— Visto isto — disse D. Quixote — está já deveras acabada a história?
— Tão acabada como minha mãe — disse Sancho.
— Em verdade te digo — respondeu D. Quixote — que hás aí contado uma das mais originais histórias, anedotas ou contos, que ninguém no mundo poderia inventar. Modo tal de contar e concluir nunca o vi nem espero ver em toda a minha vida. Mas também, que outra coisa poderia vir do teu bestunto? Enfim: não me admiro; estes golpes, que não cessam, natural é que te hajam turbado o entendimento.

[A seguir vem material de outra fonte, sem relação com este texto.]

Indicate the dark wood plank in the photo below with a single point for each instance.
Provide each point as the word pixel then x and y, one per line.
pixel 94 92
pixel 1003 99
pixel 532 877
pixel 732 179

— Tudo pode ser — respondeu Sancho — mas o que eu sei é que a respeito do meu conto não há mais que dizer; acabou-se ali, onde começou o erro da contagem das cabras.
— Acabado seja ele onde quiseres, e em boa hora; e vejamos se poderá já mover-se o Rocinante.
Tornou a meter-lhe as pernas, e ele tornou a saltar, mas sem adiantar passo; tão bem peado estava!
Mas, quer fosse pela friagem da manhã, que já começava, quer por ter Sancho ceado alguma coisa laxante, quer fosse enfim coisa natural (que é o que mais depressa se deve crer), veio-lhe a ele vontade de fazer o que mais ninguém poderia em seu lugar; mas tamanho era o medo, que dele se tinha apossado, que não se atrevia a apartar-se uma unha negra do amo.
Cuidar que não havia de fazer o que tão apertadamente lhe era necessário, também não era possível.
O que fez, para de algum modo conciliar tudo, foi soltar a mão direita, que tinha segura ao arção traseiro, e com ela, à sorrelfa e sem rumor, soltou a laçada corredia com que os calções se aguentavam sem mais nada, e, soltando-a, caíram-lhes eles logo aos pés, que lhe ficaram presos como em grilhões; depois levantou a camisa o melhor que pôde, e pôs ao vento o poisadouro (que não era pequeno).